Implementing Directive (EU) 2018/843 (the 5th Anti-Money Laundering Directive), the Spanish Anti-Money Laundering Law contains as new cases of obliged entities for the purposes of compliance with the legislation in this respect “providers engaged in exchange services for virtual and fiat currencies and custodian wallet providers”. It needs to be remembered that for the purposes of the AML/CTF legislation, providers engaged in exchange services and custodian wallet providers are classed as financial institutions, so they will not be able to benefit from all the exemptions from the internal control rules that the Regulations for Law 10/2010 allows for non-financial institutions. As a result of this obligation and to ensure proper monitoring of their compliance, the law itself requires the Bank of Spain to put in place a register on which those providers have to be entered.

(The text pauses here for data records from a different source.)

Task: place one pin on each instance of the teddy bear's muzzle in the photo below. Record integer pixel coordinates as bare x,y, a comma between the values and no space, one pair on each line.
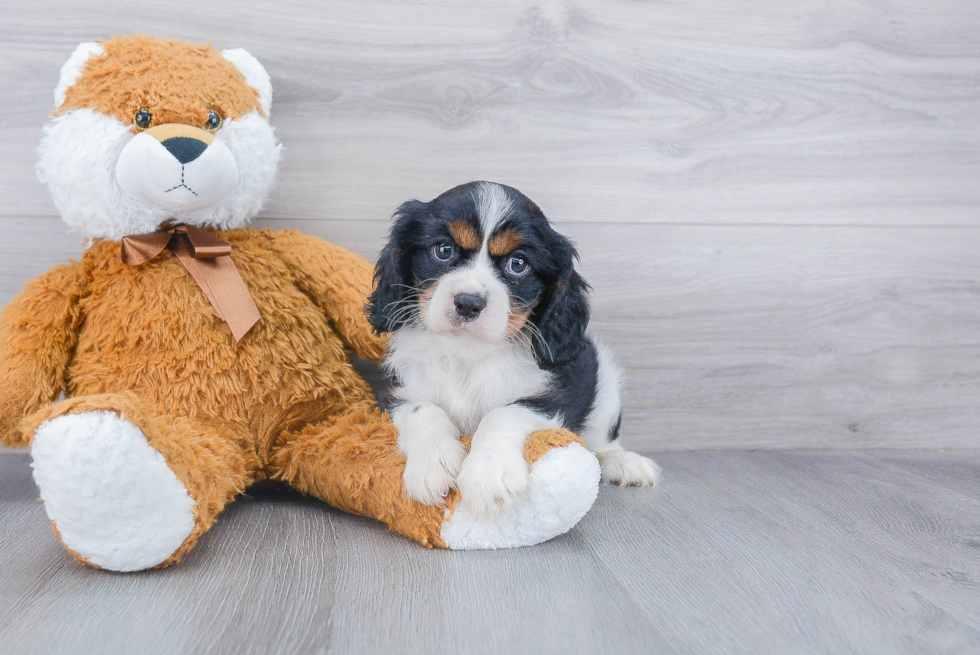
178,168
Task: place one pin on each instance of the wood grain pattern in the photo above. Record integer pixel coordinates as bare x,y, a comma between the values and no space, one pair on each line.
791,552
842,112
748,337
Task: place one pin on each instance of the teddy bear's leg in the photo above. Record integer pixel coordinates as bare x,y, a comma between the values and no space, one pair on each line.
127,488
352,462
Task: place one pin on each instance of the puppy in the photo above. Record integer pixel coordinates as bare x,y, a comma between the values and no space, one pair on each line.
489,320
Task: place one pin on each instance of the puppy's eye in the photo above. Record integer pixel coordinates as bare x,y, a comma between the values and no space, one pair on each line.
443,251
214,121
143,118
517,266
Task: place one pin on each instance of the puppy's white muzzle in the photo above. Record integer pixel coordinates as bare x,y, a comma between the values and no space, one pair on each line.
177,168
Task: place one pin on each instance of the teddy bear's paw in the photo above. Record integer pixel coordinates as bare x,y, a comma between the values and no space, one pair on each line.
431,474
110,495
562,487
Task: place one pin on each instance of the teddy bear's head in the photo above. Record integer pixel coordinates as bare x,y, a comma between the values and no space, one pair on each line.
148,130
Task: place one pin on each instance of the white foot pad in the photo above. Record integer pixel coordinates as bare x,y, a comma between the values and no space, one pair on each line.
629,469
563,486
112,497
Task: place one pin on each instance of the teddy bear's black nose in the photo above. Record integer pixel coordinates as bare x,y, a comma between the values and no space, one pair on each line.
185,149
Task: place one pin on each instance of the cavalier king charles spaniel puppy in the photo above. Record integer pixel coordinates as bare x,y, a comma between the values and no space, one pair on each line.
488,319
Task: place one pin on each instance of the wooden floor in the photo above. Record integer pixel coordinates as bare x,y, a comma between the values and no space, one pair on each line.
738,552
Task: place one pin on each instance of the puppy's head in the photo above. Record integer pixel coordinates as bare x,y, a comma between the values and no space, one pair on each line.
147,130
482,260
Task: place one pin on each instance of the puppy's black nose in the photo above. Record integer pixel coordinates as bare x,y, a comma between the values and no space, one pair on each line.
185,149
468,306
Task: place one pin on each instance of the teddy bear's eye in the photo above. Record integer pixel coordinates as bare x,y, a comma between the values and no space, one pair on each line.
214,121
143,118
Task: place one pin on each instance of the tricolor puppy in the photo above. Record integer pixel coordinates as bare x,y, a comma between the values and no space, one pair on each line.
489,320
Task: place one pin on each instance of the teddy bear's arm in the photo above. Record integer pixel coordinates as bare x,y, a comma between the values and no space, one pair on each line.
339,281
38,331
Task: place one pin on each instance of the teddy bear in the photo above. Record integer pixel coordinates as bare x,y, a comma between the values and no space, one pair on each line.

The specific requirements associated with this register are as follows:
The parties that have to be entered include both providers not under the supervision of a competent authority, along with regulated institutions that provide these services and are already registered on the government registers kept by the competent authority.
The obligation to be registered applies to any providers which:
operate in Spain without an establishment (due to having the control or management of their activities outside Spain or being a legal entity established outside Spain); or
operate outside Spain but are established or domiciled (in the case of companies) in Spain.
The provider concerned must undergo a suitability test in which the Bank of Spain will verify whether it meets the relevant commercial and professional good standing requirements.
Therefore, registration will be necessary where the supply of these services, the establishment or the management of their services are in Spain, no matter where the customers for their services are located.
Registration must be carried out by the providers in the procedures laid down by the Bank of Spain and using the forms provided by it:
There are specific forms to be completed for each type of service, exchange or custodian wallet: CRIPTO01 (virtual currency exchange activities) or form CRIPTO03 (custodian services).
In both cases form CRIPTO05 has to be completed relating to the statement of commercial and professional good standing.
And together with the forms, they have to submit: a no-criminal-record certificate; identity document; the applicant’s anti-money laundering and counter-terrorist financing manual; and the applicant’s risk self-assessment.
Legal entities can only send the documents electronically to the Bank of Spain whereas individuals have the option of sending them by mail or electronically.
After examining the applicant’s documents, the Bank of Spain will deliver a decision on the application within 3 months from their receipt.
Providing these services without the mandatory registration will be classed a very serious infringement under the Anti-Money Laundering Law, and may be classed serious if the activity was performed simply on an occasional or isolated basis.